BaseXdb / basex

BaseX Main Repository.
http://basex.org
BSD 3-Clause "New" or "Revised" License
684 stars 265 forks source link

Add support for fn:invisible-xml #2192

Closed GuntherRademacher closed 1 year ago

GuntherRademacher commented 1 year ago

Add support for fn:invisible-xml

This change set adds fn:invisible-xml per Mike Kay's proposal (see Support Invisible XML by @michaelhkay). The implementation is based on Norm Walsh's CoffeeFilter and CoffeeGrinder projects (thank you, @ndw, for providing them).

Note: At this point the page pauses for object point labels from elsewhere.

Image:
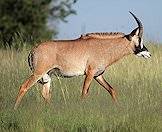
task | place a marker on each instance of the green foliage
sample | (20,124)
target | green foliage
(28,18)
(137,82)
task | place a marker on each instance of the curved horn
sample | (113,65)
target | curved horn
(140,26)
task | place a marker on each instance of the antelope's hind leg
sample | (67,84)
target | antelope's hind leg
(100,79)
(25,87)
(46,92)
(87,81)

Coffee*er jars are not planned to be delivered with BaseX, rather the user will have to take care of putting them in the runtime classpath. The implementation checks for the availability of the immediately referenced classes, and issues an error message in case they are unavailable. The code however will be compiled against those jars. In pom.xml, they are tagged as optional in scope runtime, and in basex-core/pom.xml the scope is provided, in order to have them available at compile time. With this setup, the jars will not be copied to lib folders and they will not appear in release artifacts.

Ixml parser generation is done in FnInvisibleXml.java:67:

      final InvisibleXmlParser parser = new InvisibleXml().getParserFromIxml(grammar);

Here, a new InvisibleXml object is created upon each invocation, though I think that it might be sufficient to have a single static instance of InvisibleXml. However after processing the first invalid grammar, all further parses will write some logging. I believe that this is not the intended behavior, so have asked @ndw to change it in nineml/coffeefilter#80.

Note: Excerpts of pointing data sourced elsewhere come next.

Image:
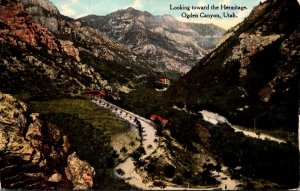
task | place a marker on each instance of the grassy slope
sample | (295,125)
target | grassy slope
(84,109)
(89,129)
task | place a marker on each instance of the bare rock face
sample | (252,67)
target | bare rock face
(79,172)
(162,42)
(37,152)
(70,49)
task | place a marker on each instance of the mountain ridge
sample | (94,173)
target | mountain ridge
(252,82)
(161,42)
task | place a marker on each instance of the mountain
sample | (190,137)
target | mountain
(161,42)
(252,77)
(35,154)
(45,54)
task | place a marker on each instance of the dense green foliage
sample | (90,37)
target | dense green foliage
(84,109)
(89,128)
(259,159)
(146,101)
(182,127)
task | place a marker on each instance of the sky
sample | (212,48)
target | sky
(80,8)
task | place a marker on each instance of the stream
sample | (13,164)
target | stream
(138,177)
(215,118)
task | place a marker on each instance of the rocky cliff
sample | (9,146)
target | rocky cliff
(45,54)
(35,154)
(162,42)
(252,76)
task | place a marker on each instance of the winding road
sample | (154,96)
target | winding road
(215,118)
(134,177)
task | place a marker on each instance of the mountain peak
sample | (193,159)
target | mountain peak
(44,4)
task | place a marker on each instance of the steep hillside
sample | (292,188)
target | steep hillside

The documentation should contain something like the following (though I am not sure where to put it, as I think XQuery 4 functions aren't documented yet, either):

fn:invisible-xml

Signature:

fn:invisible-xml(
  $grammar as xs:string
) as (function(xs:string) as document-node())

Summary:

The function takes as input a string defining an invisible XML grammar in ixml format, and returns as output a function that can be used to parse strings conforming to that grammar, converting them into XDM document nodes.

Errors:

Failed to parse ixml grammar: could not match % at line %, column %.

Failed to generate ixml parser: %

Failed to parse ixml input: could not match % at line %, column %.

Failed to process ixml parser result: %

Prerequisites:

The implementation of fn:invisible-xml relies on the org.nineml:coffeefilter and org.nineml:coffeegrinder projects. Their jars are not delivered with BaseX, but must be put into the runtime classpath explicitly. If one of their referenced classes is unavailable, an error message will be generated:

Function invisible-xml requires missing class: org.nineml.%

ChristianGruen commented 1 year ago

The documentation should contain something like the following (though I am not sure where to put it, as I think XQuery 4 functions aren't documented yet, either):

Thanks, that’s helpful. Before BaseX 11 is released, I’ll add an article about the current state of XQuery 4 (and BaseX-specific details) in our documentation, similar to the one for XQuery 3.1.

The official documentation of the function will also be added to the XQFO 4.0 Specification.

ndw commented 1 year ago

If I can repackage the NineML jars in a way that's more convenient for you, please let me know.

ChristianGruen commented 1 year ago

@ndw That’s kind. It’s pretty convenient already to get the two jar files embedded. The main reason why we plan to make the library optional for the moment is that we want to keep our core library as small as possible.